En septembre dernier, mon ami Marko m’a demandé si j’étais intéressé pour lancer notre propre entreprise. Après quelques jours de réflexion, j’ai pris la décision, pour moi-même et ma famille, de re-devenir travailleur indépendant. Marko est dans ce secteur depuis déjà dix ans en tant qu’expert maritime. Il voulait démarrer sa propre entreprise, mais pas tout seul. Nous avons donc pris la décision de lancer notre propre affaire appelée aujourd’hui Maritime Consultancy Amsterdam.

Depuis le 1er Janvier 2016, nous travaillons sous ce nom.
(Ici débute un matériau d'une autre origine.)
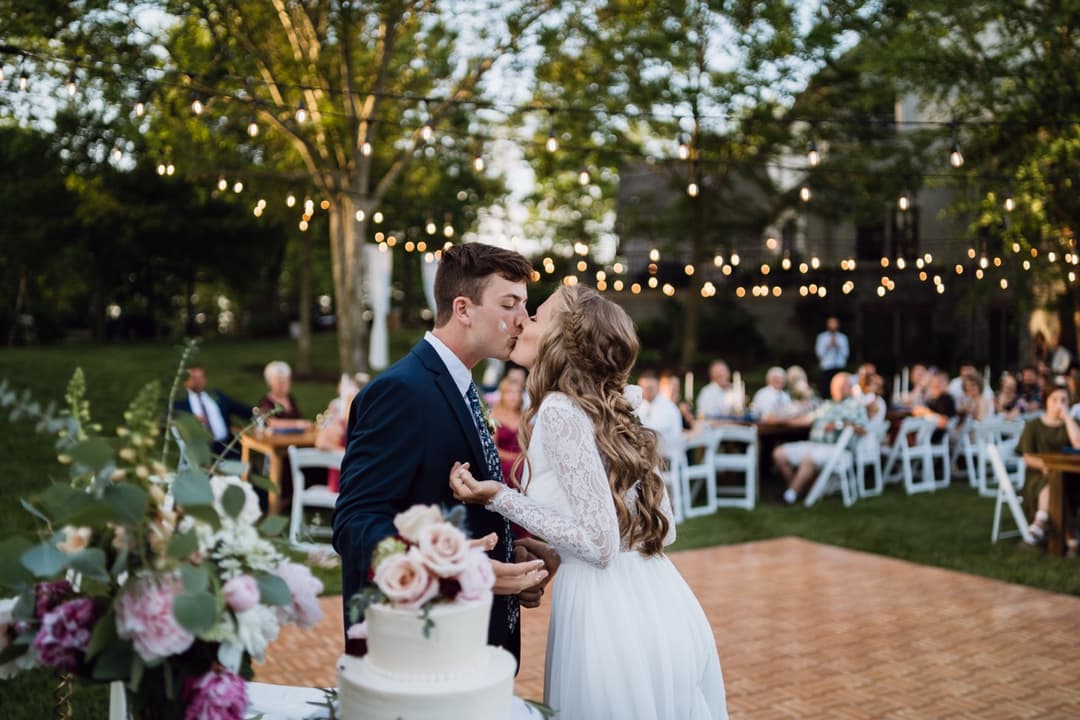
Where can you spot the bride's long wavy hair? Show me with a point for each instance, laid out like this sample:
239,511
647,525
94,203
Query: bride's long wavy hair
588,353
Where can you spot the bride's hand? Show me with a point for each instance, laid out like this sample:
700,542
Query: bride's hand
469,489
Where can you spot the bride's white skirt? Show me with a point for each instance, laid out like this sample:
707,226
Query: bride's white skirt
630,641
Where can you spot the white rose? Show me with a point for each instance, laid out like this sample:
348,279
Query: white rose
416,518
444,549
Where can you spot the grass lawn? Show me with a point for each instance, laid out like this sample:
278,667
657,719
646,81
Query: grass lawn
948,529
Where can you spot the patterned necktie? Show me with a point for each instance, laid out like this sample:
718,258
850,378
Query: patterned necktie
494,473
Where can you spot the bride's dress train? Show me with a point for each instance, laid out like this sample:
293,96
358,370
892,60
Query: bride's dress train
628,638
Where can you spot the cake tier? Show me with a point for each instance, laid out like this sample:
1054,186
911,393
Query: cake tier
484,693
456,640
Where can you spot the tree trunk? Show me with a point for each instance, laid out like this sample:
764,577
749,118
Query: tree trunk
349,271
304,308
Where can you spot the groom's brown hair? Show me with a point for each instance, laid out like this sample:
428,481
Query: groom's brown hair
463,271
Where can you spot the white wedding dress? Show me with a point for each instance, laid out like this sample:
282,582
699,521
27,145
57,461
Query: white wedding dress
628,638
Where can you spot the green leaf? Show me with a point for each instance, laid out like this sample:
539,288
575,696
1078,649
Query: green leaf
91,564
233,500
94,453
105,632
273,526
129,502
44,560
13,573
273,591
115,662
181,545
197,612
191,489
196,578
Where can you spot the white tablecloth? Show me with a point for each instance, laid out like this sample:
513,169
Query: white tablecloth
289,703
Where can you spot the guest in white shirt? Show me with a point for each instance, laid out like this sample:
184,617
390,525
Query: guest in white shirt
718,396
772,401
833,351
660,415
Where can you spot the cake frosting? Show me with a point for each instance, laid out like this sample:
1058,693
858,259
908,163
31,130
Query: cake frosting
448,674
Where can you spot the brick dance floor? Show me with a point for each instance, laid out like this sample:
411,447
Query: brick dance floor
809,630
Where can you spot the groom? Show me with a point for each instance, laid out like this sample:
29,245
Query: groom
408,426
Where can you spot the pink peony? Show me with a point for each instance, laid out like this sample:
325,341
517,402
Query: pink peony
145,615
217,695
305,588
477,579
405,581
65,634
241,593
416,518
444,548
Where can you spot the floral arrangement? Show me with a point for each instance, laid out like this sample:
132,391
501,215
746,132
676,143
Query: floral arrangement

United Heavy Lift nous a sollicité pour prendre soin de la capitainerie du port de J. Henricus en Suède et à Rouen. United Heavy Lift est l’un de nos clients, et nous espérons sincèrement qu’ils sont satisfaits de notre performance. Je pars au Bénin la semaine prochaine pour m’occupper d’un navire de mon ancienne société FWN en tant que capitaine de port.

 

4) Quelle est ta vision sur le rôle de Shipping Lab pour le secteur ?

Je pense qu’il est important de promouvoir le transport maritime. Autrement, nous allons vraiment devenir les derniers des Mohicans. Travailler en mer représente une merveilleuse carrière. Mais aujourd’hui, avec les systèmes ISPS etc, les navires sont cachés derrière des clôtures et des murs. Le commun des mortels ne voit plus jamais les navires et les équipages à part quand quelque chose va mal. À ce moment là, il le lit dans les journaux.
Au Pays-Bas, j’ai eu l’occasion, à deux reprises, de parler de mon travail devant les élèves de l’école de grammaire de mes enfants. Les enfants adorent qu’on leur parle de nos histoires. Grâce à cela, ils veulent eux aussi devenir capitaine.